In this Leetcode Recover Binary Search Tree problem solution, we have given the root of a binary search tree (BST), where exactly two nodes of the tree were swapped by mistake. Recover the tree without changing its structure.

Leetcode Recover Binary Search Tree problem solution


Problem solution in Python.

class Solution:
    def recoverTree(self, root: TreeNode) -> None:
        self.first, self.second, self.prev = None, None, TreeNode(float('-inf'))
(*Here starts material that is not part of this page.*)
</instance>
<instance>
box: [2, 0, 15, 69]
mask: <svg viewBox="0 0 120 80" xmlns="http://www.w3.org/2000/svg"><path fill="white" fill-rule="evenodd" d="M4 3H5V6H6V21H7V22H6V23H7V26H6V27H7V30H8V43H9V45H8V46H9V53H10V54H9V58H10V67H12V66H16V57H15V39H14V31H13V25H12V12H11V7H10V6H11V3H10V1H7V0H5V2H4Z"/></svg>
        def inorder(node):
            if node:
                inorder(node.left)
                if self.prev.val >= node.val:
                    if not self.first:
                        self.first = self.prev
                    self.second = node
                self.prev = node
                inorder(node.right)

        inorder(root)
        self.first.val, self.second.val = self.second.val, self.first.val



Problem solution in Java.

class Solution {
     ArrayList<Integer> list=new ArrayList<Integer>();
    int count=0;
    public void InOrder(TreeNode root)
    {
        if(root!=null)
        {
            InOrder(root.left);
            if(list.get(count)!=root.val)
            {
                root.val=list.get(count);
            }
            count++;
            InOrder(root.right);
        }
    }
    public void recoverTree(TreeNode root)
    {
        Stack<TreeNode> stck=new Stack<TreeNode>();
        int flag=0;
        TreeNode current=root;
        while(flag!=1)
        {
            if(current!=null)
            {
                stck.push(current);
                current=current.left;
            }
            else
            {
                if(stck.empty())
                {
                    flag=1;
                }
                else
                {
                    current=stck.pop();
                    list.add(current.val);
                    current=current.right;
                }
            }
        }
        
        Collections.sort(list);
        InOrder(root);    
    }
}


Problem solution in C++.

class Solution {
public:
    
    void fun(TreeNode* root, TreeNode*&first, TreeNode*&mid, TreeNode*&last, TreeNode*&prev)
    {
        if(!root)
            return;
        fun(root->left,first,mid,last,prev);
        if(prev && root->val <prev->val)
        {
            if(!first)
            {
                first = prev;
                mid = root;
            }
            else last = root;
        }
        prev = root;
        fun(root->right,first,mid,last,prev);
    }
    
    void recoverTree(TreeNode* root){
        if(!root)
            return ;
        TreeNode* first = NULL, *last = NULL, *mid = NULL, *prev = NULL;
        fun(root,first,mid,last,prev);
        if(last)
            swap(last->val,first->val);
        
        else swap(first->val,mid->val);
    }
};


Problem solution in C.

void recoverTree_r(struct TreeNode* root, struct TreeNode** fNode, 
                   struct TreeNode** sNode, struct TreeNode** pNode){
    
    if(root == NULL)
        return;
    
    recoverTree_r(root->left, fNode, sNode, pNode);
    
    if(*pNode == NULL)
        *pNode = root;        
    
    if((*pNode)->val > root->val) {
        if(*fNode == NULL)
            *fNode = *pNode;        
        *sNode = root;
    }
    *pNode = root;
    
    recoverTree_r(root->right, fNode, sNode, pNode);
    
}
void recoverTree(struct TreeNode* root){
    struct TreeNode* fNode = NULL, *sNode = NULL, *pNode = NULL;
    recoverTree_r(root, &fNode, &sNode, &pNode);
    int t = fNode->val;
    fNode->val = sNode->val;
    sNode->val = t;
    return;
}